La Nation Bénin...
Moins de vingt-quatre heures après la tentative de coup d’État du dimanche 7 décembre, les principaux partis politiques béninois, de la mouvance présidentielle à l’opposition, se sont retrouvés lundi 8 décembre à Cotonou pour afficher un front commun inédit. Ils ont condamné la tentative de prise de pouvoir par la force et réaffirmé leur attachement à la démocratie et à l’État de droit.
A l’appel de plusieurs formations politiques, une rencontre exceptionnelle s’est tenue ce lundi 8 décembre à Cotonou. A la place Bulgarie et sous le regard attentif des militants, responsables de partis de la majorité et de l’opposition se sont rassemblés pour une déclaration commune, à la suite de la tentative de coup d’État de la veille. L’image est rare dans un paysage politique souvent polarisé. L’Union progressiste le Renouveau (Upr), le Bloc républicain (Br) et les Forces cauris pour un Bénin émergent (Fcbe), côte à côte, unis par un même message : la défense de la République. Tous ont mesuré la portée de ce qui s’était joué quelques heures plus tôt. Sans triomphalisme, mais avec gravité, les leaders politiques ont insisté sur la nécessité de préserver la stabilité institutionnelle, alors que le pays sortait à peine de la stupeur provoquée par les événements du dimanche.

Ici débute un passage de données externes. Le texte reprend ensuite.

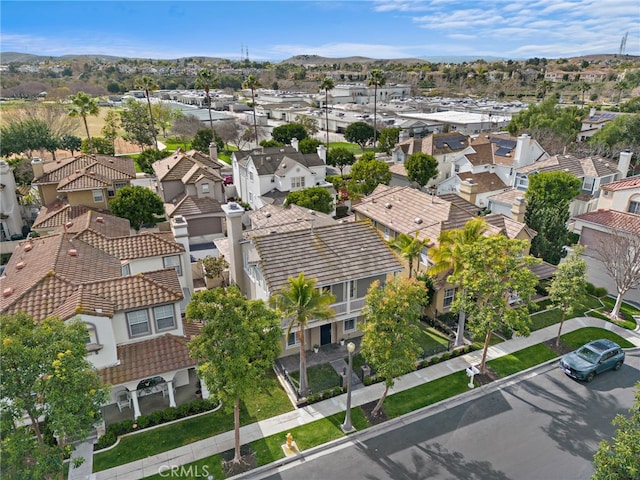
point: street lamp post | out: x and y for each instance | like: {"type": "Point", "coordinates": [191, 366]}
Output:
{"type": "Point", "coordinates": [346, 426]}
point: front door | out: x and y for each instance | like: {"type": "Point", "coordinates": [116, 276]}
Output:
{"type": "Point", "coordinates": [325, 334]}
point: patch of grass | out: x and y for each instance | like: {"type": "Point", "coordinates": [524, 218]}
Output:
{"type": "Point", "coordinates": [577, 338]}
{"type": "Point", "coordinates": [273, 401]}
{"type": "Point", "coordinates": [425, 394]}
{"type": "Point", "coordinates": [521, 360]}
{"type": "Point", "coordinates": [320, 377]}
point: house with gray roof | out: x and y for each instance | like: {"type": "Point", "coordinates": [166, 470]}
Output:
{"type": "Point", "coordinates": [344, 257]}
{"type": "Point", "coordinates": [265, 176]}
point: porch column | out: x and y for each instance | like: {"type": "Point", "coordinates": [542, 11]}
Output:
{"type": "Point", "coordinates": [136, 406]}
{"type": "Point", "coordinates": [205, 391]}
{"type": "Point", "coordinates": [172, 400]}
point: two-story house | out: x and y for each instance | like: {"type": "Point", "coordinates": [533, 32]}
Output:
{"type": "Point", "coordinates": [89, 180]}
{"type": "Point", "coordinates": [264, 176]}
{"type": "Point", "coordinates": [127, 290]}
{"type": "Point", "coordinates": [191, 186]}
{"type": "Point", "coordinates": [344, 258]}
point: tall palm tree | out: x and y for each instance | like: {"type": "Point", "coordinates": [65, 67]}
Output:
{"type": "Point", "coordinates": [408, 248]}
{"type": "Point", "coordinates": [83, 105]}
{"type": "Point", "coordinates": [207, 80]}
{"type": "Point", "coordinates": [326, 85]}
{"type": "Point", "coordinates": [253, 83]}
{"type": "Point", "coordinates": [300, 301]}
{"type": "Point", "coordinates": [447, 257]}
{"type": "Point", "coordinates": [148, 85]}
{"type": "Point", "coordinates": [376, 80]}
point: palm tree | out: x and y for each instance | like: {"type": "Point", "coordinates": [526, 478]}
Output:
{"type": "Point", "coordinates": [447, 257]}
{"type": "Point", "coordinates": [83, 105]}
{"type": "Point", "coordinates": [148, 85]}
{"type": "Point", "coordinates": [300, 301]}
{"type": "Point", "coordinates": [376, 80]}
{"type": "Point", "coordinates": [408, 248]}
{"type": "Point", "coordinates": [253, 83]}
{"type": "Point", "coordinates": [207, 80]}
{"type": "Point", "coordinates": [326, 85]}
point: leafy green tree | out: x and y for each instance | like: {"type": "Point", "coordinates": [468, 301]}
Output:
{"type": "Point", "coordinates": [447, 257]}
{"type": "Point", "coordinates": [315, 198]}
{"type": "Point", "coordinates": [360, 133]}
{"type": "Point", "coordinates": [308, 145]}
{"type": "Point", "coordinates": [408, 248]}
{"type": "Point", "coordinates": [548, 197]}
{"type": "Point", "coordinates": [71, 143]}
{"type": "Point", "coordinates": [619, 459]}
{"type": "Point", "coordinates": [389, 138]}
{"type": "Point", "coordinates": [207, 80]}
{"type": "Point", "coordinates": [376, 79]}
{"type": "Point", "coordinates": [147, 157]}
{"type": "Point", "coordinates": [421, 168]}
{"type": "Point", "coordinates": [139, 205]}
{"type": "Point", "coordinates": [236, 348]}
{"type": "Point", "coordinates": [136, 123]}
{"type": "Point", "coordinates": [46, 378]}
{"type": "Point", "coordinates": [83, 106]}
{"type": "Point", "coordinates": [148, 84]}
{"type": "Point", "coordinates": [326, 85]}
{"type": "Point", "coordinates": [367, 173]}
{"type": "Point", "coordinates": [392, 329]}
{"type": "Point", "coordinates": [284, 133]}
{"type": "Point", "coordinates": [111, 127]}
{"type": "Point", "coordinates": [493, 269]}
{"type": "Point", "coordinates": [569, 286]}
{"type": "Point", "coordinates": [252, 83]}
{"type": "Point", "coordinates": [101, 146]}
{"type": "Point", "coordinates": [299, 302]}
{"type": "Point", "coordinates": [340, 157]}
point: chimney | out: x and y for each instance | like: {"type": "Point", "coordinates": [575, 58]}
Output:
{"type": "Point", "coordinates": [213, 151]}
{"type": "Point", "coordinates": [38, 167]}
{"type": "Point", "coordinates": [180, 230]}
{"type": "Point", "coordinates": [624, 162]}
{"type": "Point", "coordinates": [233, 213]}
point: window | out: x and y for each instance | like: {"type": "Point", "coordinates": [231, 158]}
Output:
{"type": "Point", "coordinates": [297, 182]}
{"type": "Point", "coordinates": [138, 322]}
{"type": "Point", "coordinates": [292, 340]}
{"type": "Point", "coordinates": [164, 317]}
{"type": "Point", "coordinates": [349, 324]}
{"type": "Point", "coordinates": [173, 262]}
{"type": "Point", "coordinates": [448, 297]}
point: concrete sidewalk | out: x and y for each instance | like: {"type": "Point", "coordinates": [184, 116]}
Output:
{"type": "Point", "coordinates": [285, 422]}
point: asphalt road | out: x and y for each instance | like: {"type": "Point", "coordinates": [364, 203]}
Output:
{"type": "Point", "coordinates": [546, 427]}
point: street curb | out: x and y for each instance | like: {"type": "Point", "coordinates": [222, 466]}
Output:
{"type": "Point", "coordinates": [402, 420]}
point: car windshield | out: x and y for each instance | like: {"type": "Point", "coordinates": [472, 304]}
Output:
{"type": "Point", "coordinates": [587, 354]}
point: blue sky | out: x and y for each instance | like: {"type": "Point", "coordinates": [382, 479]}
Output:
{"type": "Point", "coordinates": [276, 30]}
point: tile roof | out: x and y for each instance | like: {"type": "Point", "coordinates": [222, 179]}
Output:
{"type": "Point", "coordinates": [331, 254]}
{"type": "Point", "coordinates": [407, 210]}
{"type": "Point", "coordinates": [623, 184]}
{"type": "Point", "coordinates": [80, 172]}
{"type": "Point", "coordinates": [274, 219]}
{"type": "Point", "coordinates": [190, 205]}
{"type": "Point", "coordinates": [148, 358]}
{"type": "Point", "coordinates": [613, 219]}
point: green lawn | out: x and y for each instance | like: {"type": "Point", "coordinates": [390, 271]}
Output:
{"type": "Point", "coordinates": [270, 403]}
{"type": "Point", "coordinates": [521, 360]}
{"type": "Point", "coordinates": [579, 337]}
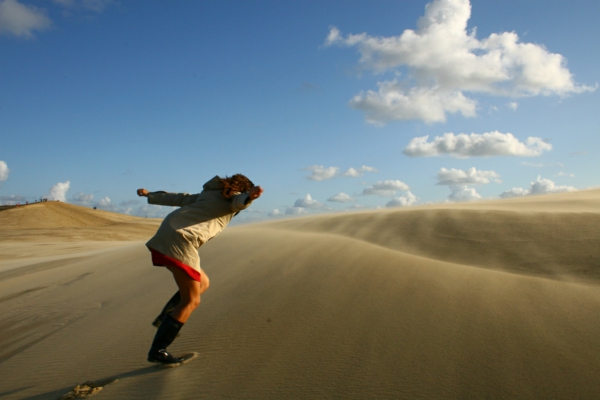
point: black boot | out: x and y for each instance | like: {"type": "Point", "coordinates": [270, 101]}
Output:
{"type": "Point", "coordinates": [170, 306]}
{"type": "Point", "coordinates": [167, 332]}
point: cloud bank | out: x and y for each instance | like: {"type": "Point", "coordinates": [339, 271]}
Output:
{"type": "Point", "coordinates": [446, 64]}
{"type": "Point", "coordinates": [3, 171]}
{"type": "Point", "coordinates": [475, 145]}
{"type": "Point", "coordinates": [21, 20]}
{"type": "Point", "coordinates": [385, 188]}
{"type": "Point", "coordinates": [408, 199]}
{"type": "Point", "coordinates": [463, 193]}
{"type": "Point", "coordinates": [539, 186]}
{"type": "Point", "coordinates": [59, 191]}
{"type": "Point", "coordinates": [472, 176]}
{"type": "Point", "coordinates": [341, 198]}
{"type": "Point", "coordinates": [321, 173]}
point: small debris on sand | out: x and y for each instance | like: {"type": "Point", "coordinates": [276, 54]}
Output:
{"type": "Point", "coordinates": [86, 389]}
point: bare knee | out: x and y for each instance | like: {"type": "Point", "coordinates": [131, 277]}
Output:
{"type": "Point", "coordinates": [204, 283]}
{"type": "Point", "coordinates": [192, 303]}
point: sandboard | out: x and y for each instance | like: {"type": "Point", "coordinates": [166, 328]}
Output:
{"type": "Point", "coordinates": [186, 358]}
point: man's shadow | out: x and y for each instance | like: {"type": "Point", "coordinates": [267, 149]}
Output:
{"type": "Point", "coordinates": [59, 393]}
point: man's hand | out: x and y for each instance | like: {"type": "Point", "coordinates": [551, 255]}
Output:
{"type": "Point", "coordinates": [255, 193]}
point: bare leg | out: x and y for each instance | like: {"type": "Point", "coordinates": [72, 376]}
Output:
{"type": "Point", "coordinates": [190, 291]}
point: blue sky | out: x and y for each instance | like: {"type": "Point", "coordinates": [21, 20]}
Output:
{"type": "Point", "coordinates": [329, 105]}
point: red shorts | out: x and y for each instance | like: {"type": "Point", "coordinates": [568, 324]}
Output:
{"type": "Point", "coordinates": [160, 260]}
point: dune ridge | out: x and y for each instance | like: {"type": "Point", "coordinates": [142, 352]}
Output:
{"type": "Point", "coordinates": [442, 301]}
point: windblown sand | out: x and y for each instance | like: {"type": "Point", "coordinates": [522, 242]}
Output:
{"type": "Point", "coordinates": [482, 300]}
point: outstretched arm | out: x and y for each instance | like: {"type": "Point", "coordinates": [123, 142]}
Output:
{"type": "Point", "coordinates": [168, 199]}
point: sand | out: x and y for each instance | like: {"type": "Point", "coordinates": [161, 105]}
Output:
{"type": "Point", "coordinates": [497, 299]}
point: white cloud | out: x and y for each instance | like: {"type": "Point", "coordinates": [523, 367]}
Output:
{"type": "Point", "coordinates": [13, 199]}
{"type": "Point", "coordinates": [90, 5]}
{"type": "Point", "coordinates": [561, 173]}
{"type": "Point", "coordinates": [3, 171]}
{"type": "Point", "coordinates": [445, 61]}
{"type": "Point", "coordinates": [475, 145]}
{"type": "Point", "coordinates": [22, 20]}
{"type": "Point", "coordinates": [463, 193]}
{"type": "Point", "coordinates": [472, 176]}
{"type": "Point", "coordinates": [307, 202]}
{"type": "Point", "coordinates": [59, 191]}
{"type": "Point", "coordinates": [295, 211]}
{"type": "Point", "coordinates": [356, 173]}
{"type": "Point", "coordinates": [539, 186]}
{"type": "Point", "coordinates": [392, 103]}
{"type": "Point", "coordinates": [104, 203]}
{"type": "Point", "coordinates": [407, 200]}
{"type": "Point", "coordinates": [82, 198]}
{"type": "Point", "coordinates": [341, 198]}
{"type": "Point", "coordinates": [320, 173]}
{"type": "Point", "coordinates": [514, 192]}
{"type": "Point", "coordinates": [275, 213]}
{"type": "Point", "coordinates": [385, 188]}
{"type": "Point", "coordinates": [534, 165]}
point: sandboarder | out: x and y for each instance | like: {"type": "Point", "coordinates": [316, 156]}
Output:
{"type": "Point", "coordinates": [175, 246]}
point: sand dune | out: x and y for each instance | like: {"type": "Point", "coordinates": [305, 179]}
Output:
{"type": "Point", "coordinates": [483, 300]}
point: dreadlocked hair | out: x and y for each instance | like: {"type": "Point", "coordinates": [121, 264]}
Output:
{"type": "Point", "coordinates": [235, 184]}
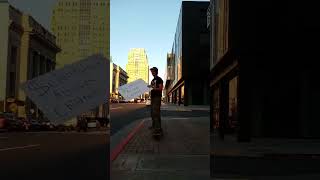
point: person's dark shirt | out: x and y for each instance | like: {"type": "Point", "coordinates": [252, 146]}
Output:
{"type": "Point", "coordinates": [156, 82]}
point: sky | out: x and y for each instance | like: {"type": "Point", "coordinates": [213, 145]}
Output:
{"type": "Point", "coordinates": [41, 10]}
{"type": "Point", "coordinates": [149, 24]}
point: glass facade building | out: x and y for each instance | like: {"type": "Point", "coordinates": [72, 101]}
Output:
{"type": "Point", "coordinates": [188, 61]}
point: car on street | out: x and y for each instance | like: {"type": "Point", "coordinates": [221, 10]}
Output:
{"type": "Point", "coordinates": [35, 125]}
{"type": "Point", "coordinates": [148, 102]}
{"type": "Point", "coordinates": [92, 123]}
{"type": "Point", "coordinates": [10, 122]}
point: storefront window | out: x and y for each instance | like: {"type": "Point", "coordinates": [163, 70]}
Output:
{"type": "Point", "coordinates": [216, 108]}
{"type": "Point", "coordinates": [182, 94]}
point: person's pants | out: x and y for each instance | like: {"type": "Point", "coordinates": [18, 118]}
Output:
{"type": "Point", "coordinates": [155, 112]}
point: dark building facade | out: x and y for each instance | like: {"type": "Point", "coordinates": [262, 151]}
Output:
{"type": "Point", "coordinates": [269, 50]}
{"type": "Point", "coordinates": [189, 60]}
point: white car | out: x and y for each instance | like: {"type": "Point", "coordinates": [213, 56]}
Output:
{"type": "Point", "coordinates": [148, 102]}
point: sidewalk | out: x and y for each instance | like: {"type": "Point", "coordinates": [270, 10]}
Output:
{"type": "Point", "coordinates": [174, 107]}
{"type": "Point", "coordinates": [262, 147]}
{"type": "Point", "coordinates": [181, 154]}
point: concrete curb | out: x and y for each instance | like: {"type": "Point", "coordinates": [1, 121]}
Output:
{"type": "Point", "coordinates": [119, 140]}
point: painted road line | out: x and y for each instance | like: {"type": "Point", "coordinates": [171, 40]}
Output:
{"type": "Point", "coordinates": [116, 108]}
{"type": "Point", "coordinates": [179, 118]}
{"type": "Point", "coordinates": [19, 147]}
{"type": "Point", "coordinates": [118, 149]}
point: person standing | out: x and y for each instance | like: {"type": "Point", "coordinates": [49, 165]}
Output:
{"type": "Point", "coordinates": [156, 94]}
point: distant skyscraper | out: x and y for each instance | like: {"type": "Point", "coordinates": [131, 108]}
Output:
{"type": "Point", "coordinates": [138, 66]}
{"type": "Point", "coordinates": [82, 28]}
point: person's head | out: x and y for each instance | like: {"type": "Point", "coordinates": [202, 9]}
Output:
{"type": "Point", "coordinates": [154, 71]}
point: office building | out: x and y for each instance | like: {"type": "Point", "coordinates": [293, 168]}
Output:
{"type": "Point", "coordinates": [28, 50]}
{"type": "Point", "coordinates": [188, 61]}
{"type": "Point", "coordinates": [263, 75]}
{"type": "Point", "coordinates": [82, 28]}
{"type": "Point", "coordinates": [137, 67]}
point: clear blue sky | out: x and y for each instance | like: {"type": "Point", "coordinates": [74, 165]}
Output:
{"type": "Point", "coordinates": [149, 24]}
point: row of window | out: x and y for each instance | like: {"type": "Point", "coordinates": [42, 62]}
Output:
{"type": "Point", "coordinates": [81, 4]}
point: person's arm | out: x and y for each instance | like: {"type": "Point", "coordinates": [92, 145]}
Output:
{"type": "Point", "coordinates": [160, 88]}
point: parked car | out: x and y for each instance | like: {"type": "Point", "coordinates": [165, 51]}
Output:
{"type": "Point", "coordinates": [11, 122]}
{"type": "Point", "coordinates": [148, 102]}
{"type": "Point", "coordinates": [82, 124]}
{"type": "Point", "coordinates": [35, 125]}
{"type": "Point", "coordinates": [47, 126]}
{"type": "Point", "coordinates": [92, 122]}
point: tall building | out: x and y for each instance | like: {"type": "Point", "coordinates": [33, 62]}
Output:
{"type": "Point", "coordinates": [188, 62]}
{"type": "Point", "coordinates": [137, 66]}
{"type": "Point", "coordinates": [82, 28]}
{"type": "Point", "coordinates": [27, 51]}
{"type": "Point", "coordinates": [267, 75]}
{"type": "Point", "coordinates": [119, 78]}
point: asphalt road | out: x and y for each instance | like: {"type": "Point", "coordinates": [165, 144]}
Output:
{"type": "Point", "coordinates": [54, 156]}
{"type": "Point", "coordinates": [122, 114]}
{"type": "Point", "coordinates": [265, 168]}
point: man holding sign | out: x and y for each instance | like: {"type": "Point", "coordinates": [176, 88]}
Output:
{"type": "Point", "coordinates": [156, 94]}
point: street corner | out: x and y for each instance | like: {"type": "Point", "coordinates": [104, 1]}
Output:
{"type": "Point", "coordinates": [125, 162]}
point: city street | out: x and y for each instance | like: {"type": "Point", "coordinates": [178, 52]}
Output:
{"type": "Point", "coordinates": [123, 114]}
{"type": "Point", "coordinates": [54, 155]}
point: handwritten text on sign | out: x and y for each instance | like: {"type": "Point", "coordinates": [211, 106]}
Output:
{"type": "Point", "coordinates": [68, 92]}
{"type": "Point", "coordinates": [134, 89]}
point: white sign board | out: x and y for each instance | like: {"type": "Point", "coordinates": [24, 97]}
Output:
{"type": "Point", "coordinates": [134, 89]}
{"type": "Point", "coordinates": [72, 90]}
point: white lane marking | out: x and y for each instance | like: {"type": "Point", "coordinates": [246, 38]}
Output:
{"type": "Point", "coordinates": [19, 147]}
{"type": "Point", "coordinates": [117, 107]}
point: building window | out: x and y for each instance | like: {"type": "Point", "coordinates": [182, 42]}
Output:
{"type": "Point", "coordinates": [14, 52]}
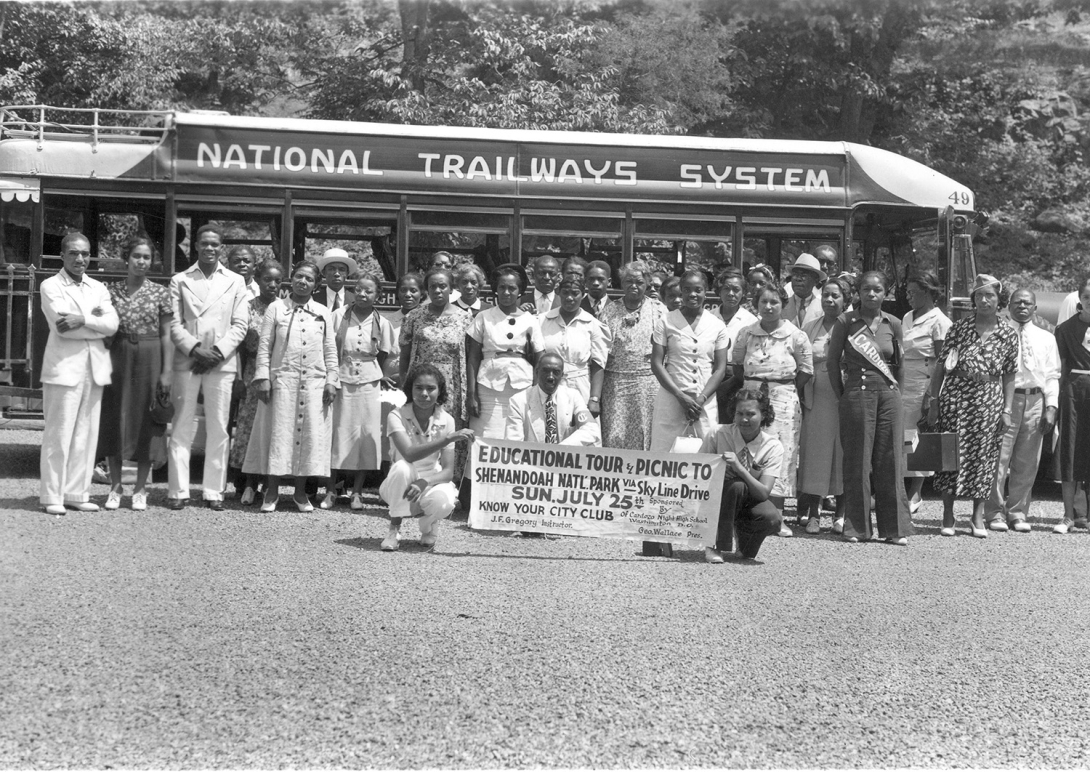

Au nom de l’Up Le Renouveau, Gérard Gbénonchi a rappelé que la direction exécutive nationale de sa formation s’était réunie en session extraordinaire pour analyser la situation nationale consécutive à la tentative avortée de mutinerie menée par quelques éléments des forces de défense et de sécurité. Il a insisté sur la condamnation de toute velléité de déstabilisation des institutions nationales, tout en réaffirmant l’attachement du parti à la légalité constitutionnelle, à l’ordre républicain et à la continuité de l’État. Il rappelle dans sa déclaration que cet acte intervient plus de cinquante ans après les événements de 1972, et se retrouve carrément aux antipodes des ambitions du pays. Le parti a salué la vigilance et le professionnalisme des autorités compétentes, appelant à la poursuite d’enquêtes avec diligence et fermeté afin d’établir toute la vérité et de situer les responsabilités.
Un front politique rare
Du côté de l’opposition, la Fcbe s’est inscrite dans la même logique. Son représentant, Ruffin Nansounon, a estimé les faits d’une extrême gravité. Selon lui, l’objectif des mutins était de remettre en cause un acquis fondamental : la démocratie issue de la Conférence nationale des forces vives de février 1990. Il a rappelé l’engagement historique des forces de défense et de sécurité à ne plus s’immiscer dans la vie politique et a tenu à féliciter la majorité de l’institution militaire, restée selon lui fidèle à cet engagement. Il a salué la bravoure des forces loyalistes et rendu hommage aux soldats tombés, tout en exigeant que la rigueur de la loi s’applique à tous les auteurs et complices.
Dans un langage imagé, le député Assan Séibou du Bloc républicain a décrit le scénario redouté : la dissolution des partis politiques et la fin de la vie démocratique. « Ces gens voulaient envoyer le pays dans le décor », a-t-il lancé, évoquant un retour aux instabilités des années 1960. Il a salué ce qu’il a présenté comme une protection divine du pays et exprimé sa gratitude envers le président Patrice Talon, indemne à l’issue des événements.
Moment fort de la rencontre, l’intervention de Joseph Djogbénou, président de l’Up Le Renouveau, a tenté de dépasser les clivages partisans. Dans une adresse tournée vers la jeunesse, il a insisté sur le fait que la mobilisation n’était pas celle des partis, mais celle de citoyens. « L’unité nationale, l’État, nos valeurs démocratiques dépassent toutes les obédiences politiques », a-t-il déclaré. Il a mis en garde contre la tentation des coups de force, qualifiant le coup d’État d’illusion d’une journée et de tragédie des années.
Au-delà des déclarations, cette séquence marque un moment particulier dans la vie politique béninoise. La convergence publique entre formations rivales, en pleine crise sécuritaire et institutionnelle, constitue un signal politique fort. Chacun, dans son registre, a appelé au retour complet à la normalité, au respect de la Constitution et à la consolidation de l’État de droit. Le mot d’ordre est de tourner la page de la peur et refermer la brèche ouverte par les armes.